The report—“Electricity-Sector Opportunity in the Philippines – The Case for Wind- and Solar-Powered Small Island Grids”—notes that many Philippine small island grids dependent on imported diesel suffer frequently from blackouts and unplanned power outages.
“The problem is far from intractable,” said Sara Jane Ahmed, lead author of the report. “Our research suggests that a reasonably swift transition to renewable energy is feasible across these islands and that it can be driven largely by market forces that support modernisation and savings through advances in renewable energy and storage.”
Small island grids powered by solar, wind, and other renewable energy can reduce dependence on expensive imported fossil fuel generation without compromising the availability of power and grid reliability.
Hybridisation of existing diesel-powered generation with solar photovoltaics (PV), wind turbines, biomass gasification, small hydro installations, and battery energy systems, holds great promise.
While sizeable regulatory barriers exist to the modernisation of small island electricity systems—and indeed while the Philippines present a prime example of how techno-economic change has outpaced government regulation—these barriers can be overcome.
“While sizeable regulatory barriers exist to the modernisation of small island electricity systems—and indeed while the Philippines present a prime example of how techno-economic change has outpaced government regulation—these barriers can be overcome,” Ahmed said. “The Department of Energy (DOE) can incentivise the Small Power Utilities Group (SPUG) under the National Power Corporation (NPC) to speed up hybridisation of its plants. Moreover, the National Electrification Administration (NEA) can direct electric cooperatives to be technology-neutral in the procurement of power.”
Ahmed said that while the Philippine Renewable Energy Act of 2008 has spurred international and local interest in renewable investment, it is not as well-known as it should be.
“Incentives in this act most germane to small island grids is the entitlement of renewables developers to half of the savings on existing subsidies that arise from their projects. A provision also entitles renewables developers to a cash incentive equal to half of the savings that arise from lower cost renewables generation.”
The report notes that solar-powered electricity costs have fallen by 99% since 1976 and 90% since 2009, and the cost of wind-powered generation has fallen by 50% since 2009.
“This stands to drive the eventual domination of renewable energy in energy mixes,” Ahmed said.

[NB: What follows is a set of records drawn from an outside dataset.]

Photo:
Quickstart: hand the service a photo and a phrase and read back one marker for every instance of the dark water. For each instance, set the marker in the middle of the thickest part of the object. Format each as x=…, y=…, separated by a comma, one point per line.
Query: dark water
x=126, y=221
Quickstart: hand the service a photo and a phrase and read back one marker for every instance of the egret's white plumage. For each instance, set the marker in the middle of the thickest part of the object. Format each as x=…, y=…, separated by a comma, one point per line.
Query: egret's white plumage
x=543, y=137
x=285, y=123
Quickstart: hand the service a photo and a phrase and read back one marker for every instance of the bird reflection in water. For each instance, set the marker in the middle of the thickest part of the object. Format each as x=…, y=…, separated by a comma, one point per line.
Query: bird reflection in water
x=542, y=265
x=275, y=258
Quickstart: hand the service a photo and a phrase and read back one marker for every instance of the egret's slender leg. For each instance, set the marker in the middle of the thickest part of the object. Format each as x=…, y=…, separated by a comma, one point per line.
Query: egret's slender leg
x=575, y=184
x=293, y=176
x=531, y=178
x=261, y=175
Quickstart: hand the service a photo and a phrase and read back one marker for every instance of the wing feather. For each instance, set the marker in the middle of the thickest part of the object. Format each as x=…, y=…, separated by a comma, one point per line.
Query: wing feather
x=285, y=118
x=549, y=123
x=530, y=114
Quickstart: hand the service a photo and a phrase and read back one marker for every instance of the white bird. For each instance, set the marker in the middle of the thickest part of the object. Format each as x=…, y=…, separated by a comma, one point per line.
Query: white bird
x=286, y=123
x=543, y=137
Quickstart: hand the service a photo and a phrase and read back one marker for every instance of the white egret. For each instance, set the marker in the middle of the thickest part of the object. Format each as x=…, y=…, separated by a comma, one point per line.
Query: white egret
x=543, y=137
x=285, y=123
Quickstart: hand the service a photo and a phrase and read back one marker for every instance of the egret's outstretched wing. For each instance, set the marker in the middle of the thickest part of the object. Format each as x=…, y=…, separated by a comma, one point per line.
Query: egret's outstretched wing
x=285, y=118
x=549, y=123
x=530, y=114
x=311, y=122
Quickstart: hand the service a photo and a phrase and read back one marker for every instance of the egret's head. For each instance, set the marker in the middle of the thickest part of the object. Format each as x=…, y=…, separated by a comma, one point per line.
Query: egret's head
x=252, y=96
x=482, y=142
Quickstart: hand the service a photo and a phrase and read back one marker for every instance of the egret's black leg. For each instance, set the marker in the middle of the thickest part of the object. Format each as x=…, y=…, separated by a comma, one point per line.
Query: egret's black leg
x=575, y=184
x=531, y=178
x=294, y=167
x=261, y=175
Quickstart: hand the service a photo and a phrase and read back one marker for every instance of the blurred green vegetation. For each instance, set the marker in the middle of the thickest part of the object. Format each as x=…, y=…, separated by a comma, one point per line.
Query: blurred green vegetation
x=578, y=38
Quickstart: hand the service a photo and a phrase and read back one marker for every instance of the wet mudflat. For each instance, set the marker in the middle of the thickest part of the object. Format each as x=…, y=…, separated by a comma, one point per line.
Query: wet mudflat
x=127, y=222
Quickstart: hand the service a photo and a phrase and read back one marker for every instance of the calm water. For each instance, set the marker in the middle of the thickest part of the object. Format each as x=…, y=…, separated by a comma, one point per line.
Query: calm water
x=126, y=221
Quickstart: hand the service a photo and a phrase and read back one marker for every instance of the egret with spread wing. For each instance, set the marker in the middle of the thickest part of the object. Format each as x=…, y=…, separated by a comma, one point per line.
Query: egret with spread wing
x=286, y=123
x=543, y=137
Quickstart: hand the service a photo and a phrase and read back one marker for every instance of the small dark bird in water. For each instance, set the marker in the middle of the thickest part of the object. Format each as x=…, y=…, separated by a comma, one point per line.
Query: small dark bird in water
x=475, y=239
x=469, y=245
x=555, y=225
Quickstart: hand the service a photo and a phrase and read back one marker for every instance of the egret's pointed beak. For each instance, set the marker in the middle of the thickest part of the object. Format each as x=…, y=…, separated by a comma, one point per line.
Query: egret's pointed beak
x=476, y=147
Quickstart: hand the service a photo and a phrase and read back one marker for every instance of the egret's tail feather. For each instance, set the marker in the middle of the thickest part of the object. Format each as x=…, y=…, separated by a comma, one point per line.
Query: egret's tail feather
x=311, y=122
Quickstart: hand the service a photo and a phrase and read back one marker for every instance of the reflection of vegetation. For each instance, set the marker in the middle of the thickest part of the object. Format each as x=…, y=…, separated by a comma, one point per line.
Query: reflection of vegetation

Energy storage system expansion is occurring alongside fast-growing global uptake of solar and wind in a trend suggesting that 24/7 electricity availability from renewable energy sources may be achievable sooner on small island grids, the report also notes.
“On small island grids in the Philippines where peak demand is fully met by diesel plants, and where the average cost of renewable energy is less than the variable costs of diesel generation, electricity produced by run-of-river hydro, biomass, solar, and wind is positioned to compete economically and to progressively displace imported-diesel-fired generation by way of hybridisation initiatives,” Ahmed said.